Chair: Rajshree Hillstrom (Anglia Ruskin University) Rajshree.Hillstrom@anglia.ac.uk

  1. Hillstrom, Rajshree, PhD, MBA          Anglia Ruskin University                   Rajshree.Hillstrom@anglia.ac.uk

  2. Morgan, Oliver, BS                             Anglia Ruskin University                   Oliver.Morgan@anglia.ac.uk

  3. Hillstrom, Howard, PhD                     Hospital for Special Surgery             HillstromH@HSS.edu

     Osteoarthritis (OA), the number one cause of disability, exceeds 1% of the gross national product in both the UK and US and is increasing in prevalence as the population ages and becomes more obese.  Excessive stress damages tissues within the joint, irrespective of the specific biomechanical etiology, and is considered a risk factor for OA.  Hence, it is important to monitor joint stress.

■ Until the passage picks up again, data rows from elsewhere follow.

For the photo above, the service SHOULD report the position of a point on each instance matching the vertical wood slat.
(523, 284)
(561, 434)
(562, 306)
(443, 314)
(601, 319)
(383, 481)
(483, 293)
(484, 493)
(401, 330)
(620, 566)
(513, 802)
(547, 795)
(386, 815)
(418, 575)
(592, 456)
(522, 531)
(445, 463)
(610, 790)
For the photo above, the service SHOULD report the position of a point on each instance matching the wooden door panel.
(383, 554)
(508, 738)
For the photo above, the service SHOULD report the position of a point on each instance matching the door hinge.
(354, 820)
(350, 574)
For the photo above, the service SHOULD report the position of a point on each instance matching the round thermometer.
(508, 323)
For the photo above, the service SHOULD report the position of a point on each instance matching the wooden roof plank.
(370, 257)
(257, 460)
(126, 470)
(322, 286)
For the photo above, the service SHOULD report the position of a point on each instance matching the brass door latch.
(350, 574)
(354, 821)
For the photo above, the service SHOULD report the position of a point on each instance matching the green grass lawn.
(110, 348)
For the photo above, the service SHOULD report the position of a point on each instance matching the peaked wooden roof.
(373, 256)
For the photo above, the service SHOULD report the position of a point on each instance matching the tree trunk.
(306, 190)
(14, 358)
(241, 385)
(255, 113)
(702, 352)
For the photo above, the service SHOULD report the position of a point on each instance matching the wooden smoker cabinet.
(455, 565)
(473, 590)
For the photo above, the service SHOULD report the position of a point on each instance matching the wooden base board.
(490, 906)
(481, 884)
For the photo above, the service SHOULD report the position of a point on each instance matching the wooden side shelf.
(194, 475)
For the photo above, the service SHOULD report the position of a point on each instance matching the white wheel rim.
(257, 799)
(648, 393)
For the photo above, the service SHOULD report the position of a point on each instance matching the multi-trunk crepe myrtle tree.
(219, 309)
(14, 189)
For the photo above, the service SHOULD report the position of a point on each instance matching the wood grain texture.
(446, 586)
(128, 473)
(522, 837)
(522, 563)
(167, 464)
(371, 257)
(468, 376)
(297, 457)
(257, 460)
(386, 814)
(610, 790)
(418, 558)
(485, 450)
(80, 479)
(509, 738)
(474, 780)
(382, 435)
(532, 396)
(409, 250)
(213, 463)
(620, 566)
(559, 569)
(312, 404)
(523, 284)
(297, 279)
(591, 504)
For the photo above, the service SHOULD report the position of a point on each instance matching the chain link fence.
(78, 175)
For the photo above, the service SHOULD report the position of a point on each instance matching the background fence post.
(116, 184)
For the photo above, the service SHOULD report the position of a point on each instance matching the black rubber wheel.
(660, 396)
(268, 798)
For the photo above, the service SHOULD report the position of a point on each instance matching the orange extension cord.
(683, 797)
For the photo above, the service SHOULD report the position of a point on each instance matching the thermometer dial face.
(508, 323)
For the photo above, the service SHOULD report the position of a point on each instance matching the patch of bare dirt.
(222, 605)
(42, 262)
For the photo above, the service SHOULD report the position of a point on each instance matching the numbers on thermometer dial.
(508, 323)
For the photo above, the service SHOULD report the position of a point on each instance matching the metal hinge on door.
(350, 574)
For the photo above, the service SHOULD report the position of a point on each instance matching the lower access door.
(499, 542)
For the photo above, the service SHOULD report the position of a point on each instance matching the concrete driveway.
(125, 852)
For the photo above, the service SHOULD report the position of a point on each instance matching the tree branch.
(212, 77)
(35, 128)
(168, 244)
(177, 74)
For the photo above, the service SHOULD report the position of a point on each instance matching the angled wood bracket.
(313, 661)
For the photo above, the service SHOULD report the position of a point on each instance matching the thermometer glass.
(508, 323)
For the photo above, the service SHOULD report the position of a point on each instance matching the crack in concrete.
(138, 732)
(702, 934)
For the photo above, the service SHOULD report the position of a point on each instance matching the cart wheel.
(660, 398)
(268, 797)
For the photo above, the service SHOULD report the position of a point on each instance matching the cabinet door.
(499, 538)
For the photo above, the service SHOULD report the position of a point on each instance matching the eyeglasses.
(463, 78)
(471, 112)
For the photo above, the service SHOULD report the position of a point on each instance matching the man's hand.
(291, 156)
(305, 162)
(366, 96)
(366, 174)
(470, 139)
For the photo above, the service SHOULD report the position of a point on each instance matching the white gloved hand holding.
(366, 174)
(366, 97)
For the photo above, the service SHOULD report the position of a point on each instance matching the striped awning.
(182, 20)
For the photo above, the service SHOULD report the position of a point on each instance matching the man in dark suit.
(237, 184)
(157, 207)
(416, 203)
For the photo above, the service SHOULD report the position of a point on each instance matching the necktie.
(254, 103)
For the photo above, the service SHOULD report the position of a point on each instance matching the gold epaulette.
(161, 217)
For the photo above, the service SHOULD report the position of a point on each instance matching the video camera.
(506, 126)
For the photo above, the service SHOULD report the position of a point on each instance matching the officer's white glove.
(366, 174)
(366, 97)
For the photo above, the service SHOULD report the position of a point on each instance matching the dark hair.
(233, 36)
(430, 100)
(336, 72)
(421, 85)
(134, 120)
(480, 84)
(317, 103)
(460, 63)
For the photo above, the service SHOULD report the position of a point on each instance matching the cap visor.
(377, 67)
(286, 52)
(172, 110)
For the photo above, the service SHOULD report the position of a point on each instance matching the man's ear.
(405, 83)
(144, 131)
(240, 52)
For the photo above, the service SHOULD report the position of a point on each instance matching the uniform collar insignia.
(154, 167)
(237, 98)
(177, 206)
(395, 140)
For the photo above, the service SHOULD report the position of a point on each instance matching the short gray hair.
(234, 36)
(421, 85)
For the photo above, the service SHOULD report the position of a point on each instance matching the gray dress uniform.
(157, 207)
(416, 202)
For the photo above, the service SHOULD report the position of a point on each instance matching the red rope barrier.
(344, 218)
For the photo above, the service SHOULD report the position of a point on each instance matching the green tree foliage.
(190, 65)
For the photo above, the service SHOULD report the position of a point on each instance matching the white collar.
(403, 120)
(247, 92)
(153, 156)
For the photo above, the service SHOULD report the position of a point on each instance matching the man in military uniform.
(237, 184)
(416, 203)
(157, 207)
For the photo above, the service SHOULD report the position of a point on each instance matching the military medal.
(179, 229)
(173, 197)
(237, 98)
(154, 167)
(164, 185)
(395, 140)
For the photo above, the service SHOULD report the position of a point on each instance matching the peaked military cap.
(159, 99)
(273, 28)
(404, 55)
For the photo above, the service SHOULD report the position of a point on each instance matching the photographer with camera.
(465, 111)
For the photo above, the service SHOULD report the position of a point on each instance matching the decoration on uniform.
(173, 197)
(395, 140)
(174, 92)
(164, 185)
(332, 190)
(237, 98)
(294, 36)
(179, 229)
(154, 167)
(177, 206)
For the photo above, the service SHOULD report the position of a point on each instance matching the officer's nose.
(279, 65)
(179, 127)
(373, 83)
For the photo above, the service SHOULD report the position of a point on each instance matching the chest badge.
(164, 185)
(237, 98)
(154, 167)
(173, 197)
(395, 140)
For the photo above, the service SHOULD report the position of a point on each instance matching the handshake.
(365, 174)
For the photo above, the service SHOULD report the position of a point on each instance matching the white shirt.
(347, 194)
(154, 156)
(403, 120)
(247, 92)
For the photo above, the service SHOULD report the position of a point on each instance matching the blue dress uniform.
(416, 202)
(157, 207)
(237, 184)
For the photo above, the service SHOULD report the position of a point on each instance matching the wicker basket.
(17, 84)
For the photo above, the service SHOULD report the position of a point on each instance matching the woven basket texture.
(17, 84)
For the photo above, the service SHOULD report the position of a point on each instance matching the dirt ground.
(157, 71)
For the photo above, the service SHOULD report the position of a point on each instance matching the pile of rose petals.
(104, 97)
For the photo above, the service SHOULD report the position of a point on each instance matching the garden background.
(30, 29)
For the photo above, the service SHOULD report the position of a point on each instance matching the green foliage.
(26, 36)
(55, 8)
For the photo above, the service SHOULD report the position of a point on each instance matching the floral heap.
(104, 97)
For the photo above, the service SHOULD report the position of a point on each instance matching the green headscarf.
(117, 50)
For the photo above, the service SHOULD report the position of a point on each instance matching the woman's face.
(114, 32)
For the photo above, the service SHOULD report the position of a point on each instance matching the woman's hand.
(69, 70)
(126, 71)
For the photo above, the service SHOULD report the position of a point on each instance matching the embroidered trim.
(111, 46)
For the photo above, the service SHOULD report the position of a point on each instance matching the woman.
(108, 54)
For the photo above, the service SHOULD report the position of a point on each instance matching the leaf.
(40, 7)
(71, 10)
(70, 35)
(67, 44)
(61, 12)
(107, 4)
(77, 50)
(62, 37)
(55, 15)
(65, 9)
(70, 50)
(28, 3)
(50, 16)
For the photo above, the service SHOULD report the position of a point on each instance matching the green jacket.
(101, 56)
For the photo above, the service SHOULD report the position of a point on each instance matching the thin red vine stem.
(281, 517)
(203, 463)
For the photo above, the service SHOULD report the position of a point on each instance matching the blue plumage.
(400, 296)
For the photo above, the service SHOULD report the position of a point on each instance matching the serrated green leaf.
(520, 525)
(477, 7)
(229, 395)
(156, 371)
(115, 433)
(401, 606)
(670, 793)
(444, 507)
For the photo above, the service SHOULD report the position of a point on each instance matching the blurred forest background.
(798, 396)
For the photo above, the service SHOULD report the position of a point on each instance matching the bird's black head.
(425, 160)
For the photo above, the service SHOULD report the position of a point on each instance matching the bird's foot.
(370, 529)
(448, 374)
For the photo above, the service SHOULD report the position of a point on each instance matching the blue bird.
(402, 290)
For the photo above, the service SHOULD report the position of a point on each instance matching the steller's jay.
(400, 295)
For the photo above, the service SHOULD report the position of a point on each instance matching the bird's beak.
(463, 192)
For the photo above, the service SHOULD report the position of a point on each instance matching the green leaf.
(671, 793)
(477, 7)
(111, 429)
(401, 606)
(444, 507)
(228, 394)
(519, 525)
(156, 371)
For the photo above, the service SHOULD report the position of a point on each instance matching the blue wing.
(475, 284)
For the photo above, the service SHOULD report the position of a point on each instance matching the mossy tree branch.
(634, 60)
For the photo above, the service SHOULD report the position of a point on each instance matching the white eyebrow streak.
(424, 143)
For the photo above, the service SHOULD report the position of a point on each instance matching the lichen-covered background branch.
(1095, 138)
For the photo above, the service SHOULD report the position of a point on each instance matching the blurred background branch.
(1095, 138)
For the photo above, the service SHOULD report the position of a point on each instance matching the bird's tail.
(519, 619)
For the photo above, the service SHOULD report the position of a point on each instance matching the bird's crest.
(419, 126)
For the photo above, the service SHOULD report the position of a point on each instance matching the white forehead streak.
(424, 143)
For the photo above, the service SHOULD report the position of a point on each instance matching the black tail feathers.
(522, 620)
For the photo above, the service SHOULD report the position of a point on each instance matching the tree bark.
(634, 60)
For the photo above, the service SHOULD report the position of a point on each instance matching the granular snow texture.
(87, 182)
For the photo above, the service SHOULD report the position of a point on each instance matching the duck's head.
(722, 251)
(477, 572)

However, stress cannot be measured in vivo.  In vitro experiments are expensive and may not accurately represent in vivo tissue properties. Finite element modelling is a useful computational method to predict joint stress before and after surgical interventions.  This is a powerful tool to investigate the impact of surgical procedures on joint stress. The effect of factors, such as tissue geometry, material properties, type of activity and loading conditions, which could affect joint stress, may be investigated in the model.

     When modelling human tissues, assumptions are made, for example on tissue material properties, which are subject specific and challenging to measure non-destructively. Sensitivity analyses are conducted to identify and simulate, with higher accuracy, those material properties that drive changes in stress magnitude. In this tutorial, participants will use FEBio finite element software, learn how to create simple finite element models and analyse joint stress. Participants will also have the opportunity to work with a first metatarsophalangeal joint finite element model to investigate the effects of different tissue material properties, foot types, and surgical interventions on joint stress.

  • Dr. Howard Hillstrom (Hospital for Special Surgery) will introduce the application of finite element modelling and the clinical rationale for its use, based upon his 90 studies in lower extremity biomechanics, including the assessment of foot type and musculoskeletal pathology, employing experimental and computational approaches. This introduction will include contemporary examples of biomechanical problems that could be addressed, using finite element models.

  • Dr. Rajshree Hillstrom (Anglia Ruskin University) will present a step-by-step method for developing a simple finite element model of a joint, using FEBio software. This will include creating and meshing simple geometry representing joint tissues, assigning tissue material properties, boundary conditions to simulate tissue interactions, loading conditions and to predict joint stress. During this hands-on session, participants will develop their own finite element models and run analyses. Dr R Hillstrom will then explain how to develop anatomically complex models. Participants will split in groups and solve for stress in the 1st metatarsophalangeal joint for different tissue properties and surgical corrections.

  • Mr. Oliver Morgan (Anglia Ruskin University) will assist participants with troubleshooting any problems during the hands-on aspect of this tutorial. He will make sure that FEBio is running smoothly on either windows or mac laptops and that participants have all the supporting files to participate in the tutorial.